Sarebbe un’ottima notizia non soltanto per il Pd ma anche per un paese che vede il più grande partito di opposizione in difficoltà nello svolgere con efficacia il proprio ruolo democratico di critica costruttiva dell’attività del governo.
Caro Gianluca,
vorrei sottoporre alla tua valutazione una mia riflessione: non ti sembra che il Pd e più in generale una discreta parte del centro sinistra, negli ultimi anni abbia commesso anche l’errore di inseguire l’avversario, anzi più che altro di “stare al guinzaglio”? Secondo me sì. Alcuni personaggi, penso a Veltroni e D’Alema, a mio avviso hanno commesso l’errore di cedere a compromessi al ribasso con il leader maximo. Penso ai confronti pre elettorali del 2008, chiaramente asimmetrici, tra Berlusconi e Veltroni. Venne pubblicata anche una foto di una simbolica stretta di mano tra i due, il primo all’opposizione e il secondo sindaco di Roma uscente, candidato alla premiership. Quindi, poco prima di perdere tutto.

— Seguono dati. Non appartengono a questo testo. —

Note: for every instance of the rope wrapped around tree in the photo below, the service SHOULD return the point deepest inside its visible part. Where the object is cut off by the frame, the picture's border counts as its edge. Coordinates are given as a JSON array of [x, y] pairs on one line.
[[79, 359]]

Penso poi alla nomina a ministro degli Esteri Ue: D’Alema, sostenuto dal presidente del Consiglio, avrebbe anche potuto dire che il suo benestare non era così rilevante. Si trattava infatti di un ruolo di rilievo internazionale, per il quale più che altro erano necessarie radicate doti diplomatiche, indipendenti dagli equilibri della politica interna di uno stato. Perché dare sempre il destro a chi oggi governa? Perché offrirgli molto in cambio di poco? Un centro sinistra maturo dovrebbe, a mio avviso, essere in condizione di reggersi sulle sue gambe e vincere con una idea di futuro più forte di quella conservatrice e chiusa che caratterizza il centro destra.
Ti ringrazio per l’attenzione che potrai dare a questo breve spunto.